While electric vehicle ownership continues to grow, the e-mobility charging experience is still proving to be fragmented with the many parties involved – mobility providers, service providers and electricity companies – operating across different regions.
In particular, EV owners have had no choice regarding their supplier or the origin of the energy they use, these being selected by the charge point operator.
But that is now open to change with the ReBeam solution from Energy Web, the Belgian transmission system operator (TSO) Elia Group and its German TSO subsidiary 50Hertz and mobility blockchain platform bloXmove.
ReBeam, which is currently being piloted, is aimed to integrate all the different parties typically involved in an EV charging session, including TSOs, DSOs, the charge point operators and potentially others under a common platform.
This Open Charging Network, utilising blockchain based decentralised digital identities and credentials to secure interactions, is designed to enable data sharing, messaging, transactions and verification between different parties, with participants enabled to prove their identities, validate claims and sign messages between one another directly.

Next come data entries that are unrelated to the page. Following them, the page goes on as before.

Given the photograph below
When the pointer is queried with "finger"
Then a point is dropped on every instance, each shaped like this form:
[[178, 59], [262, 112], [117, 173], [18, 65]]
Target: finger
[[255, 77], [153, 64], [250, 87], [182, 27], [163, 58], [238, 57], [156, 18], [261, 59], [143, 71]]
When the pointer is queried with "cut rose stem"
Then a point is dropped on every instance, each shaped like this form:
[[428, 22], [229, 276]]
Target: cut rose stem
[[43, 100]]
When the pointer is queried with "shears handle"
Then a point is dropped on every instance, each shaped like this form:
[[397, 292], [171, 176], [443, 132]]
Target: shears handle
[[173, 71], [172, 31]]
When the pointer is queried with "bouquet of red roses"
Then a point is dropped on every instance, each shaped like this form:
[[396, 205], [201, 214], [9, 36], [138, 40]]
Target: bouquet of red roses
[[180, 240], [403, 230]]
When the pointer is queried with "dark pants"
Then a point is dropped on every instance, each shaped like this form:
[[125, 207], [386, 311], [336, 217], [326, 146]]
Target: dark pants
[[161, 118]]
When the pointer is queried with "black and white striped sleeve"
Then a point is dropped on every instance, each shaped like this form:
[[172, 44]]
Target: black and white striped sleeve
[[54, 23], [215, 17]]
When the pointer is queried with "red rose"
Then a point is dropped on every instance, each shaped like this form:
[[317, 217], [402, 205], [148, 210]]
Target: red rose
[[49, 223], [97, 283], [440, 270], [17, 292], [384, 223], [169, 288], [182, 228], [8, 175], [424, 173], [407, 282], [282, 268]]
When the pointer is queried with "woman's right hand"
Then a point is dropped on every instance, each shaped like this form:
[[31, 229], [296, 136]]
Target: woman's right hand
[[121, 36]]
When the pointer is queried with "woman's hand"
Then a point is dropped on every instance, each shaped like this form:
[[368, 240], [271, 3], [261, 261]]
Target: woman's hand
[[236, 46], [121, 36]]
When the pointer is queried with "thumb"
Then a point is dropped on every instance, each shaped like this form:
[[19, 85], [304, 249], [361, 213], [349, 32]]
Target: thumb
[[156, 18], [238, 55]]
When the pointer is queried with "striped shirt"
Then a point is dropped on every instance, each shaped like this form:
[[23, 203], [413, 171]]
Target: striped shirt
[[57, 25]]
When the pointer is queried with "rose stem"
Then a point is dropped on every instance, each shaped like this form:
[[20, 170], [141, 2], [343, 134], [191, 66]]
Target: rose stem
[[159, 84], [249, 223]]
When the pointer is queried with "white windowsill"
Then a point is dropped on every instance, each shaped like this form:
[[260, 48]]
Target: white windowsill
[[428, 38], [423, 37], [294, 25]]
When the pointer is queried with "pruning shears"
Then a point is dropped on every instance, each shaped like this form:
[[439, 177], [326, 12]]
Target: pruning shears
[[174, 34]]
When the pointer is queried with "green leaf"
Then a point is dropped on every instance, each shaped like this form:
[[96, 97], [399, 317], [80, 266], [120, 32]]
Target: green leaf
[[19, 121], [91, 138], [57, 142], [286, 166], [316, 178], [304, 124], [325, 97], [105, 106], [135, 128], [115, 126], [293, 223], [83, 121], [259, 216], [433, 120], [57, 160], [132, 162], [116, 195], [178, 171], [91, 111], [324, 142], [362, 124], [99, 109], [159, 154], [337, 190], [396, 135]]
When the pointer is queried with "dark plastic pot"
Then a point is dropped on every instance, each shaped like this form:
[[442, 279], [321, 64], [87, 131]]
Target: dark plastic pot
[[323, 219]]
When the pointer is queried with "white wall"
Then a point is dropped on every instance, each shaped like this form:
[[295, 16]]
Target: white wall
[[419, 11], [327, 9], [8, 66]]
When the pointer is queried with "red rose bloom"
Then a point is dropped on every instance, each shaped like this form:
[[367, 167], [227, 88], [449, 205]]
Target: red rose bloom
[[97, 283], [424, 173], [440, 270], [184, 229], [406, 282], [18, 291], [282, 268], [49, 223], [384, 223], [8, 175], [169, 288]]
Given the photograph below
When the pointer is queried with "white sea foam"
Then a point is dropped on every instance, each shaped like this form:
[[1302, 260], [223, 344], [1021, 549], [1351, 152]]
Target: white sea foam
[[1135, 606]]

In turn, and reported as demonstrated earlier in the month, this should enable pairing of any electricity used at any charge point with electricity supplied to the grid by any supplier, allowing the charge point operator to deliver any power company’s electricity to vehicles without an intermediary.
Energy supplier switch
The report of the demonstration is an energy supplier switch being successfully executed at a public charge point in Berlin by the parties in collaboration with Germany’s largest independent green energy provider Lichtblick and the national charging network LamA.
Lichtblick issued verified credentials to its customer, which then presented the corresponding credential to LamA. LamA then verified the validity of the credential, unlocking the charging point, with Elia Group leveraging its virtual balancing area to settle the energy amounts involved and ensure billing to the chosen electricity supplier and respective customer.
One outcome of this interconnectivity is that end users will be able to select their electricity supplier of choice at any participating public charging station, simplifying the EV charging process and maximising the choice for owners.
Another is that by creating, operating and monetising the services of charging stations, these can become independent profit-generating assets.
A third is that electricity suppliers and grid operators have transparency on charging demand, allowing them greater visibility for balancing their supply, rather than relying only on standard load profiles.
“EV ownership is growing rapidly, backed by national regulations and the net zero transition. In turn, we need to ensure that the technologies which support low-carbon e-mobility solutions are as efficient and convenient as possible”, said Kai Schmied, Innovation Manager at Elia Group.
“ReBeam, once fully developed, will facilitate an EV charging process that streamlines interactions and reduces friction between EVs and suppliers, giving EV users more choice than ever at the charging point.”
While so far ReBeam has been demonstrated with Lichtblick and LamA, the technology can work with any participating providers, say the companies, with their goal to establish an operating area – and e-mobility experience – which extends grid-wide and across different countries.